The conceptual framework I've been looking for might sound like this: at speeds above "ideal", the normal force increases and y component is above mg. If the car is in equilibrium, it'd be because static friction acts down the slope of the track adding an additional downward force to gravity to balance out the increase in normal force in the up y direction.
Kosher?

 

[kuruman]

What's been confusing me is that someone definitely stated that the 'Y" component of the normal force is always equal to mg. This is not true.

I agree. If by "Y component" you mean the vertical component of the normal force, then it is equal to mg only when the acceleration in the vertical direction is zero, i.e. when the car goes around the banked curve in a horizontal circle. When this Y component is not equal to mg, then the car will not be able to go around in the horizontal circle as @jbriggs444 has repeatedly indicated. Consider the following instructive problem.

A puck of mass $m$ is placed on a frictionless plane inclined at angle $\alpha$ with respect to the horizontal. Coordinate axes are drawn on the incline such that the x-axis is horizontal and the positive y-axis points straight uphill. At some instant, the puck is moving with velocity $\vec v=v_{x}\hat x+v_{y}\hat y$. Find the magnitude of the normal force exerted by the plane on the puck at that instant.

Edit: The question is more complete if it is given that the puck starts from the origin with velocity $\vec {v}_0=v_{0x}\hat x+v_{0y}\hat y$.

 

[A.T.]

The conceptual framework I've been looking for might sound like this: at speeds above "ideal", the normal force increases and y component is above mg.
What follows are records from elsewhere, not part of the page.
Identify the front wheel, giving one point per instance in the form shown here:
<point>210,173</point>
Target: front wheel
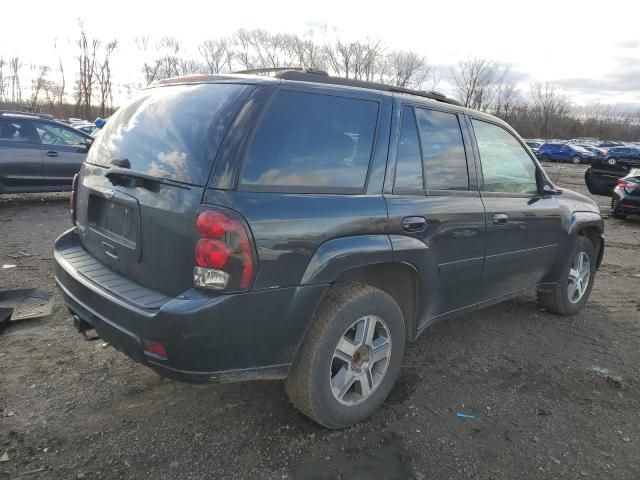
<point>350,358</point>
<point>572,291</point>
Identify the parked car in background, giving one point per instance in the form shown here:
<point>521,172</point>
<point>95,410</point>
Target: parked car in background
<point>534,146</point>
<point>564,152</point>
<point>608,144</point>
<point>624,156</point>
<point>38,154</point>
<point>626,195</point>
<point>87,128</point>
<point>601,177</point>
<point>599,152</point>
<point>316,225</point>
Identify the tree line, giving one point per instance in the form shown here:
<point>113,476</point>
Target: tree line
<point>541,111</point>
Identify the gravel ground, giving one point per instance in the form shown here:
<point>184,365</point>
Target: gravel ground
<point>552,397</point>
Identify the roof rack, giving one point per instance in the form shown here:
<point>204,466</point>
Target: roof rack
<point>277,70</point>
<point>26,114</point>
<point>320,76</point>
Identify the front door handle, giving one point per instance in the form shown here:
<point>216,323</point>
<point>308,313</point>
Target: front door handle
<point>414,224</point>
<point>500,219</point>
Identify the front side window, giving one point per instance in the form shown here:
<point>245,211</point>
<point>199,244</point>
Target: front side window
<point>13,131</point>
<point>506,166</point>
<point>445,162</point>
<point>408,160</point>
<point>311,143</point>
<point>51,134</point>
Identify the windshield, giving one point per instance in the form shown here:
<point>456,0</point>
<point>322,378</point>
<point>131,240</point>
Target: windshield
<point>171,132</point>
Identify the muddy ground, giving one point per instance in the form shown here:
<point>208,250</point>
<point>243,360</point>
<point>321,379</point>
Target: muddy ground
<point>552,397</point>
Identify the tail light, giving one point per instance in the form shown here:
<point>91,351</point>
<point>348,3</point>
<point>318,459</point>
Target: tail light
<point>72,200</point>
<point>224,253</point>
<point>628,185</point>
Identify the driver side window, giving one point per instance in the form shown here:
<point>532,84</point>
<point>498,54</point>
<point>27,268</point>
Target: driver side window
<point>506,166</point>
<point>51,134</point>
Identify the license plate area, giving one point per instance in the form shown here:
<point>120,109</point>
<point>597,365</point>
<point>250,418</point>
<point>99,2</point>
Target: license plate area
<point>113,220</point>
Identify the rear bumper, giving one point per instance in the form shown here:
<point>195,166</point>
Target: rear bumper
<point>623,203</point>
<point>208,337</point>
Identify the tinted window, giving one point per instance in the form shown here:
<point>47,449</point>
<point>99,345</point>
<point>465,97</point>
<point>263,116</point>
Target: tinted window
<point>52,134</point>
<point>408,161</point>
<point>13,131</point>
<point>443,154</point>
<point>311,142</point>
<point>506,166</point>
<point>171,132</point>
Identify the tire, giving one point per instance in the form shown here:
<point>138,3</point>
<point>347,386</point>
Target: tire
<point>557,300</point>
<point>320,365</point>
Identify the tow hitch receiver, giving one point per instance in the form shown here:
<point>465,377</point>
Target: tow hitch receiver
<point>83,327</point>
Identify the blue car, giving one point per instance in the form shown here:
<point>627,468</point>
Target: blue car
<point>564,152</point>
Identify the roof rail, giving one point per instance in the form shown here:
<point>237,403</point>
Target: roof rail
<point>276,70</point>
<point>320,76</point>
<point>27,114</point>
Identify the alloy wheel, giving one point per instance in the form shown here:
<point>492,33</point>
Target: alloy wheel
<point>360,360</point>
<point>579,274</point>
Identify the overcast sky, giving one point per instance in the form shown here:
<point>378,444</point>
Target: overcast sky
<point>590,49</point>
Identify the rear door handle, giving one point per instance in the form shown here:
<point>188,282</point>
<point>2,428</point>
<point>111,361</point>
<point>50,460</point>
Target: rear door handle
<point>500,219</point>
<point>414,224</point>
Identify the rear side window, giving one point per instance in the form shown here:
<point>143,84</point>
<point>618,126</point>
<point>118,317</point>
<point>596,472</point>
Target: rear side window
<point>14,131</point>
<point>506,166</point>
<point>52,134</point>
<point>408,161</point>
<point>311,143</point>
<point>171,132</point>
<point>445,162</point>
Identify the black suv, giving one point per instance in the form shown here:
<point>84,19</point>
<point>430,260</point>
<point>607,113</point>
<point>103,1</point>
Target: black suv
<point>306,227</point>
<point>602,176</point>
<point>38,153</point>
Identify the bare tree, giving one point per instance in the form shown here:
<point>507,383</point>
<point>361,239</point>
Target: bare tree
<point>39,85</point>
<point>358,60</point>
<point>103,77</point>
<point>3,96</point>
<point>507,101</point>
<point>548,107</point>
<point>217,55</point>
<point>477,81</point>
<point>86,71</point>
<point>408,70</point>
<point>16,91</point>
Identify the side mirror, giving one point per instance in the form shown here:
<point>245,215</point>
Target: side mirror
<point>550,190</point>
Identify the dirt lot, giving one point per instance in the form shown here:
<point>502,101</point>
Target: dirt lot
<point>552,397</point>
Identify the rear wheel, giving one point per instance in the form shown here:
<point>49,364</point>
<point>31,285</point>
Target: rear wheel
<point>573,290</point>
<point>350,358</point>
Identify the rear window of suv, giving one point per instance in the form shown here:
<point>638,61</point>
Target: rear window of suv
<point>315,143</point>
<point>171,132</point>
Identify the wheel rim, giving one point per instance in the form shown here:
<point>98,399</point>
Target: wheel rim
<point>579,274</point>
<point>360,360</point>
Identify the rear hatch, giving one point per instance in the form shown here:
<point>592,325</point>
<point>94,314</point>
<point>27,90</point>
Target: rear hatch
<point>144,178</point>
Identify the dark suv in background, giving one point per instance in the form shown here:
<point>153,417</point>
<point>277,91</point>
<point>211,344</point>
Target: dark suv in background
<point>307,227</point>
<point>38,153</point>
<point>602,177</point>
<point>564,152</point>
If the car is in equilibrium, it'd be because static friction acts down the slope of the track adding an additional downward force to gravity to balance out the increase in normal force in the up y direction.

I don't think it is conceptually sensible to think of friction as balancing an increase in normal force, because they are orthogonal.

I think it's better to say that the total contact force (which has normal and friction components) adjusts to balance gravity, and provide the needed centripetal acceleration.